Statistical Information

  • Figure 2: For (f–o), a two tailed Student’s t test is applied for each composite anomalies associated with the days clustered for each blocking type. Therefore, the degree of freedom used over the whole space is given by n − 1, where n is the size of clusters for each cluster: 247 for WE (f,k), 207 for Gr. (g,i), 187 for NS (h,m), 151 for BS (i,n), 118 for Sc. (j,o).

  • Figure 3: For (a) the 95% confidence intervals are calculated using two-tailed Student’s t test statistics. The degrees of freedom are df = 48, df = 32, and df = 15 for all GCMs (green), NE GCMs (red), and EP GCMs (blue), respectively. For each blocking type the Student’s statistics are: t = 16.1, t = 11.45, and t = 14.24 for WE; t = 15.23, t = 12.36, and t = 9.13 for Gr.; t = 7.38, t = 5.33, and t = 5.38 for NS; t = 10.39, t = 7.43, and t = 8.7 for BS; t = 6.45, t = 4.68, and t = 4.59 for Sc. (for all, NE, and EP GCMs, respectively for each). For (b) and (c), the Monte Carlo experiments used are detailed in the main text. For the overall 33.8% higher WEAB frequencies for EP GCMs given in the main text, the applied test is a one-tailed Student’s t test static for mean comparison of two samples with different lengths. The null hypothesis tests whether the increase in blocking frequencies (seen for all types) not significantly higher than 0. Student’s statistics is t = 3.2 and the degree of freedom is df = 160.23). For the same comparisons but by blocking type in the main text, statistics are given by: t = 2.15 and df = 40.3 for WE, t = 1.33 and df = 26.62 for Gr., t = 1.03 and df = 32.51 for NS, t = 2.66 and df = 30.99 for BS, and t = 1.25 and df = 28.35 for Sc.

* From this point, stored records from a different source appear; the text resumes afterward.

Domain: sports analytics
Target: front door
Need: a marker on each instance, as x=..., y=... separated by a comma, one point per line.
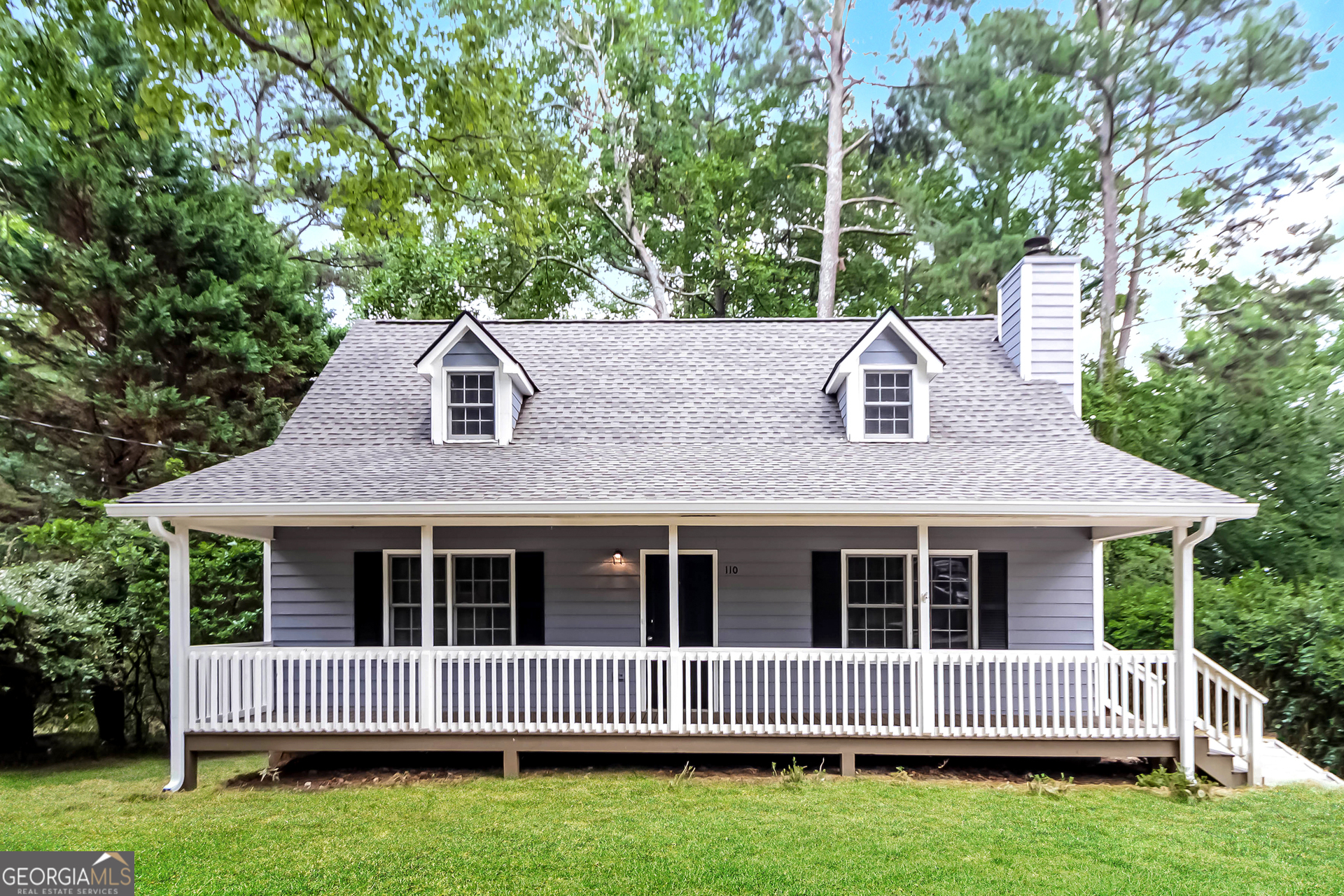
x=695, y=596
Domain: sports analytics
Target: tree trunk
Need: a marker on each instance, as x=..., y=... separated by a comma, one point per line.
x=835, y=164
x=1109, y=207
x=1128, y=321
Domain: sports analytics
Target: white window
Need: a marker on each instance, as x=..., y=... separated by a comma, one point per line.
x=886, y=403
x=878, y=609
x=483, y=601
x=882, y=608
x=470, y=406
x=951, y=603
x=482, y=608
x=403, y=601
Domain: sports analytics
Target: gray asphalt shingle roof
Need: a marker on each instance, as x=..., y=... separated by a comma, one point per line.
x=680, y=410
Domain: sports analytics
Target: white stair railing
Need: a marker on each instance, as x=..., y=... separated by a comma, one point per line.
x=1230, y=713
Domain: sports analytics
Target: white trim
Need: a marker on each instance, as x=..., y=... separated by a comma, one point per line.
x=265, y=592
x=644, y=552
x=447, y=437
x=448, y=590
x=918, y=403
x=507, y=371
x=911, y=598
x=850, y=362
x=1098, y=594
x=743, y=507
x=1078, y=340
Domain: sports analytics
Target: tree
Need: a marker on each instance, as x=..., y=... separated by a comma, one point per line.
x=1250, y=405
x=995, y=156
x=1156, y=83
x=148, y=305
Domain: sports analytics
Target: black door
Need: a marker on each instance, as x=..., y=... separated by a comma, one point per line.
x=695, y=596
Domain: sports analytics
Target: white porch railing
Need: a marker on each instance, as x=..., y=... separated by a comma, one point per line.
x=1230, y=713
x=981, y=694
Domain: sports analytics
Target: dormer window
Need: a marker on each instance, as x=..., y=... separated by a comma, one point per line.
x=476, y=387
x=470, y=405
x=886, y=403
x=882, y=383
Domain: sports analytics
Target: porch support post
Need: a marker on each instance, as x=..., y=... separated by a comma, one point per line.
x=926, y=672
x=182, y=770
x=428, y=665
x=1098, y=596
x=1183, y=634
x=675, y=671
x=265, y=590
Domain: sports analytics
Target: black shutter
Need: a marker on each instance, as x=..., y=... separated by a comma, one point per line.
x=530, y=597
x=369, y=598
x=825, y=598
x=993, y=601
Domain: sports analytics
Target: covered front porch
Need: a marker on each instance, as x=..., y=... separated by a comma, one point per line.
x=757, y=676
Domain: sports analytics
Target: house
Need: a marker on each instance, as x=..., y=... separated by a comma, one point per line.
x=832, y=536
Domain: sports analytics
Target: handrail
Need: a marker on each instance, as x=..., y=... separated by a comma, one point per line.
x=1233, y=679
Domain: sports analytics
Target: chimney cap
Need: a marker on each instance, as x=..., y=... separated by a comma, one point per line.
x=1037, y=245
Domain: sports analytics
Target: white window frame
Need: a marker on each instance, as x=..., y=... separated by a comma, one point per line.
x=862, y=375
x=644, y=615
x=452, y=617
x=448, y=405
x=911, y=596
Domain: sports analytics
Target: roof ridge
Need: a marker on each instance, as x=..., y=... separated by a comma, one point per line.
x=683, y=320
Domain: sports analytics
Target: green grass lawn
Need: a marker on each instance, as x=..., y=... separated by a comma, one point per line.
x=632, y=833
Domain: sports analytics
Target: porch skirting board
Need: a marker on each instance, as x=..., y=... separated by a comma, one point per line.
x=511, y=745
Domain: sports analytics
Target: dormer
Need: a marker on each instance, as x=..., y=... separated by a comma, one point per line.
x=476, y=387
x=882, y=383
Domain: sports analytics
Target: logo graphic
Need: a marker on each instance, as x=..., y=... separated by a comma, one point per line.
x=67, y=874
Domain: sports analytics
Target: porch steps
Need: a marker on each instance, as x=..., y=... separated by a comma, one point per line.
x=1281, y=764
x=1278, y=764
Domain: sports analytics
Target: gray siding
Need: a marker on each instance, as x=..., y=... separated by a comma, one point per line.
x=470, y=352
x=1009, y=314
x=1054, y=311
x=768, y=602
x=1050, y=587
x=888, y=349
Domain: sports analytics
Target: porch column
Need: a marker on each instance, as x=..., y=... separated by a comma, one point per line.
x=675, y=669
x=265, y=592
x=1183, y=634
x=926, y=672
x=182, y=773
x=428, y=665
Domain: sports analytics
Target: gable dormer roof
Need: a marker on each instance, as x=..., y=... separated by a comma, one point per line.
x=432, y=359
x=890, y=321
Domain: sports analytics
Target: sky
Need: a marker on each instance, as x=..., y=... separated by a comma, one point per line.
x=873, y=24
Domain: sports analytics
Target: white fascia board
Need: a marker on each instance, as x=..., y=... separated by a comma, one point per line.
x=745, y=508
x=889, y=318
x=432, y=363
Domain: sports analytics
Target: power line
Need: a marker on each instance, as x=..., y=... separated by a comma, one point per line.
x=115, y=438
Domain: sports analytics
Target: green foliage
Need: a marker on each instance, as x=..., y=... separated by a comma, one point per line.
x=1047, y=786
x=1177, y=786
x=88, y=606
x=147, y=302
x=1250, y=405
x=1284, y=638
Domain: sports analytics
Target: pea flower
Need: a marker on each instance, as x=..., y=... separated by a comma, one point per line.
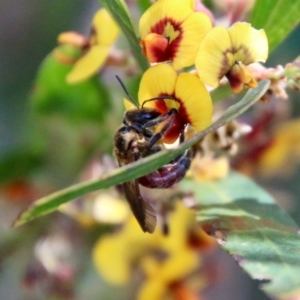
x=171, y=30
x=95, y=49
x=227, y=52
x=165, y=260
x=191, y=99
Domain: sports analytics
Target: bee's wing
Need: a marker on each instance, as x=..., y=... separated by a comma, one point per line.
x=143, y=211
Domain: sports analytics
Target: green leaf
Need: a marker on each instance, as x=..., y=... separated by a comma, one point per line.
x=18, y=163
x=52, y=95
x=249, y=225
x=119, y=11
x=137, y=169
x=278, y=18
x=144, y=4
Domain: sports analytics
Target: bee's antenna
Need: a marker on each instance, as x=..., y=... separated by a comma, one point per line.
x=158, y=98
x=134, y=102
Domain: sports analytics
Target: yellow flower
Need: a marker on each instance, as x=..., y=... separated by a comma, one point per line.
x=227, y=52
x=165, y=260
x=191, y=99
x=103, y=34
x=170, y=30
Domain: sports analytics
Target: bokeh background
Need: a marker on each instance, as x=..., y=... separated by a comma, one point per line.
x=28, y=32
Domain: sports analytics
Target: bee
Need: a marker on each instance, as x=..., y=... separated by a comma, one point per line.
x=134, y=140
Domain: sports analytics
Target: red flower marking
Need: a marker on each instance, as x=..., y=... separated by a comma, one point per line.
x=168, y=53
x=179, y=122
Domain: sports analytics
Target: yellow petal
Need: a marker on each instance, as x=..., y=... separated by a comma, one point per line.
x=111, y=261
x=152, y=289
x=214, y=58
x=196, y=101
x=104, y=29
x=156, y=17
x=155, y=48
x=88, y=64
x=194, y=29
x=128, y=104
x=251, y=44
x=157, y=80
x=109, y=209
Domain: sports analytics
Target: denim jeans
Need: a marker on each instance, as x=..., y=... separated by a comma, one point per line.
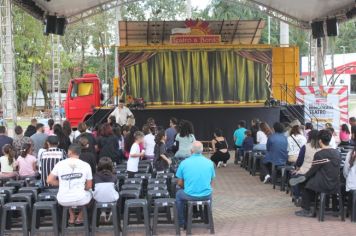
x=181, y=201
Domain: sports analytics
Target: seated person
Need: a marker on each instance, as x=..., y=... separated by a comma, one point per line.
x=220, y=148
x=323, y=176
x=74, y=178
x=195, y=182
x=161, y=160
x=277, y=152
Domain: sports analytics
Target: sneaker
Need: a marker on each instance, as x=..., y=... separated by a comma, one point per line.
x=304, y=213
x=267, y=179
x=297, y=180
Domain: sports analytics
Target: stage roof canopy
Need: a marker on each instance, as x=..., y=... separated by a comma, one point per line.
x=303, y=11
x=159, y=32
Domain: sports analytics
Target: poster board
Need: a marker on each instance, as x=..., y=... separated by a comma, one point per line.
x=324, y=104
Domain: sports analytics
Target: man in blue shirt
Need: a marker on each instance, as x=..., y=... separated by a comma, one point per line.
x=239, y=136
x=277, y=152
x=195, y=175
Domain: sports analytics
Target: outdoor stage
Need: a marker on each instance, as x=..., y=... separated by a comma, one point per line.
x=207, y=118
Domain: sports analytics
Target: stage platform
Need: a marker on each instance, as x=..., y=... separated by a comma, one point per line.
x=205, y=119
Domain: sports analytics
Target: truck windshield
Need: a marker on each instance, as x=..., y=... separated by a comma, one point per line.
x=82, y=89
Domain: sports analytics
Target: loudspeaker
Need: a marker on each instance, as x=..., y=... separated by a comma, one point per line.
x=61, y=25
x=318, y=29
x=332, y=27
x=50, y=24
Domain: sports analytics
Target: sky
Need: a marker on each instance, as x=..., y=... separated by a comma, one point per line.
x=201, y=4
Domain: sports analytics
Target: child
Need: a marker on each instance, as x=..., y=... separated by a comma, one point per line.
x=135, y=154
x=247, y=144
x=7, y=162
x=161, y=161
x=26, y=162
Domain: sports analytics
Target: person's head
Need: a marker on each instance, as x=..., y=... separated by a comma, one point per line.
x=121, y=103
x=186, y=128
x=324, y=137
x=345, y=128
x=352, y=121
x=242, y=124
x=50, y=123
x=295, y=130
x=106, y=130
x=278, y=127
x=313, y=139
x=309, y=126
x=197, y=147
x=34, y=122
x=25, y=149
x=18, y=130
x=160, y=137
x=264, y=127
x=139, y=136
x=9, y=151
x=173, y=122
x=74, y=151
x=248, y=133
x=218, y=133
x=52, y=141
x=82, y=127
x=105, y=165
x=40, y=128
x=83, y=143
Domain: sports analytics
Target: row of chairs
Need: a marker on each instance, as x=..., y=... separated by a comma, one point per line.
x=252, y=160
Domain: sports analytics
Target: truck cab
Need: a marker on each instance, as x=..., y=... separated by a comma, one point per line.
x=83, y=96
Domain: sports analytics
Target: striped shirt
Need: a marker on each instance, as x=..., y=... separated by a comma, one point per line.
x=48, y=160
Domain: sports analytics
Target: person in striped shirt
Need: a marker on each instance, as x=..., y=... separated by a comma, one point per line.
x=50, y=157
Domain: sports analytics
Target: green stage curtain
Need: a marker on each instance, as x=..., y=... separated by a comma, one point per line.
x=197, y=77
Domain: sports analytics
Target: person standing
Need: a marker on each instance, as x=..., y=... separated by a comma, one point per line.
x=4, y=139
x=239, y=136
x=38, y=139
x=121, y=113
x=171, y=133
x=195, y=183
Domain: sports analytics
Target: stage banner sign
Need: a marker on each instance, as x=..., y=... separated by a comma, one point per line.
x=324, y=104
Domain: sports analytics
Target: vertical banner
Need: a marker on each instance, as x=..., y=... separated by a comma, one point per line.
x=324, y=104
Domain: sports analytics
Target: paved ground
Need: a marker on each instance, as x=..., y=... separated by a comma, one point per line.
x=244, y=206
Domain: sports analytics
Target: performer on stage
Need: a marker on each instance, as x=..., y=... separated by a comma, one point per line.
x=122, y=113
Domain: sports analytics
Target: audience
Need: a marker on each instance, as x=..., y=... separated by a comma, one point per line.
x=38, y=139
x=4, y=139
x=26, y=163
x=7, y=162
x=220, y=149
x=49, y=158
x=31, y=129
x=239, y=136
x=195, y=183
x=184, y=139
x=20, y=140
x=295, y=142
x=323, y=176
x=135, y=154
x=277, y=152
x=74, y=179
x=161, y=160
x=171, y=133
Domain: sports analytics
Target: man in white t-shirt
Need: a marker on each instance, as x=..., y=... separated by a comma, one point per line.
x=121, y=113
x=135, y=154
x=75, y=181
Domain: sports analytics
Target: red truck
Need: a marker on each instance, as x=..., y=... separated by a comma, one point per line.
x=83, y=101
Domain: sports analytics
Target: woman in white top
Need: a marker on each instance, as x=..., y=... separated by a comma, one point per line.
x=350, y=171
x=261, y=138
x=149, y=142
x=296, y=141
x=184, y=139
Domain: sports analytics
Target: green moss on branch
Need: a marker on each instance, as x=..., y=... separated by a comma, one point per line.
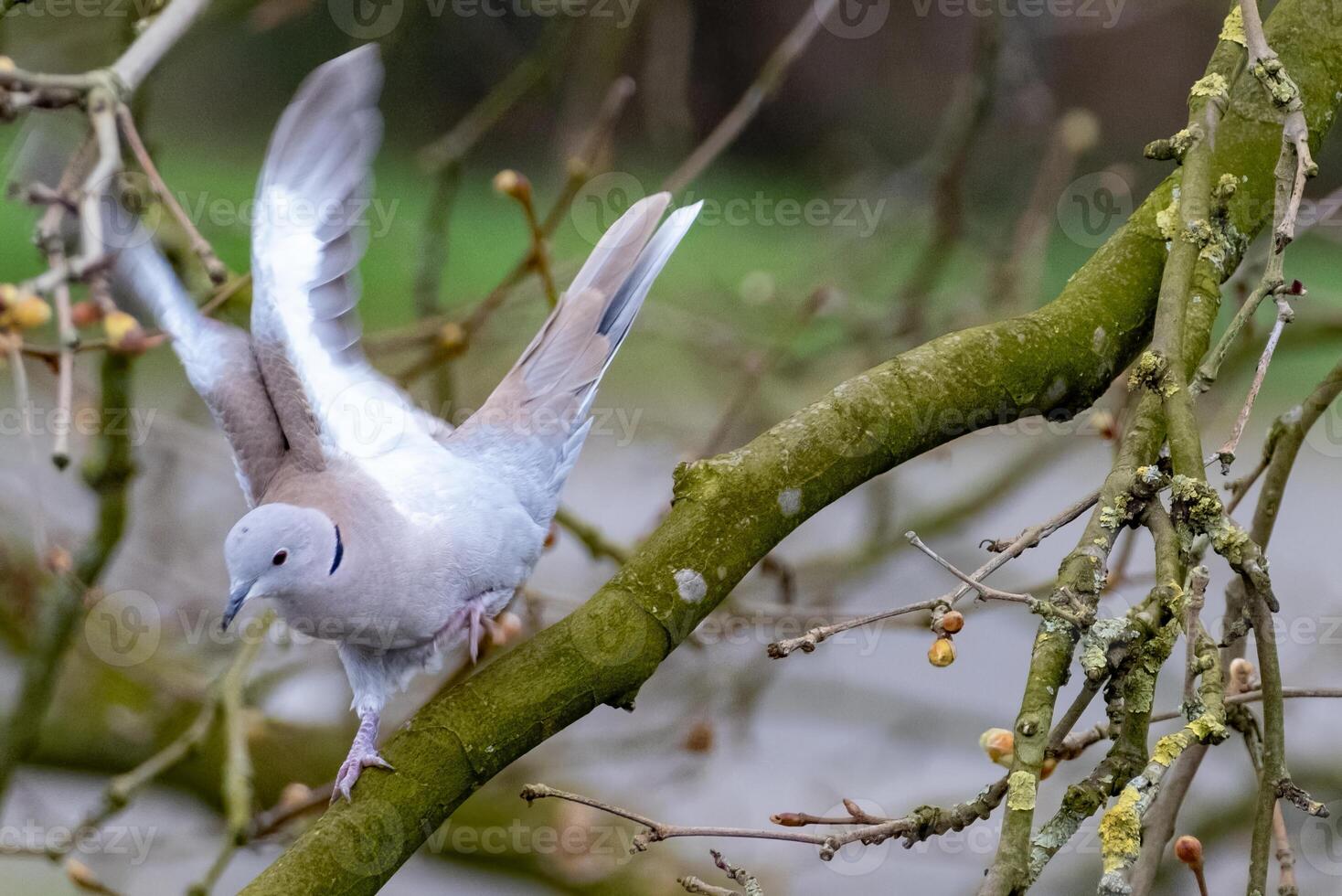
x=728, y=511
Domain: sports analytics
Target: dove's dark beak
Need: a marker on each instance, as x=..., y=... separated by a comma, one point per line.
x=235, y=603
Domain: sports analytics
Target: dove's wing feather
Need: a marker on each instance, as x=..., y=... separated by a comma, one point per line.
x=533, y=425
x=218, y=358
x=306, y=244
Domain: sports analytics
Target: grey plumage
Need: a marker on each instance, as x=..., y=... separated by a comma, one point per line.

  • Figure 5: For (a) and (b), the average of differences of mean DJF SSTs between ERA5 and each GCM for NE and EP GCMs, respectively. For (c), the applied test is a two-tailed Student’s t test for the comparison of means from two samples of different sizes (n1 = 33 and n2 = 16) respectively. Therefore, the degree of freedom used over the whole space depends on empirical variances of GCM ensembles’ means at each grid point (denoted \({s}_{{1}}^{{2}}\) for EP and \({s}_{{2}}^{{2}}\) for NE hereafter). These degrees of freedom are given for each grid point by \(df=\frac{{(\frac{{s}_{{1}}^{{2}}}{{n}_{{1}}}+\frac{{s}_{{2}}^{{2}}}{{n}_{{2}}})}^{{2}}}{\frac{{({s}_{{1}}^{{2}}/{n}_{{1}})}^{{2}}}{{n}_{{1}}-1}+\frac{{({s}_{{2}}^{{2}}/{n}_{{2}})}^{{2}}}{{n}_{{2}}-1}}\). The Monte Carlo experiment used in (e) is detailed in the main text.

  • Figure 6: (a) and (b) are obtained with a similar approach than Fig. 5a, b but considering the standardized Z500 EOF1 for ERA5 and GCMs. Similarly, (c) is obtained as in Fig. 5c but considering the standardized Z500 EOF1 for ERA5 and GCMs. Degrees of freedom are, therefore, the same as in Fig. 5c.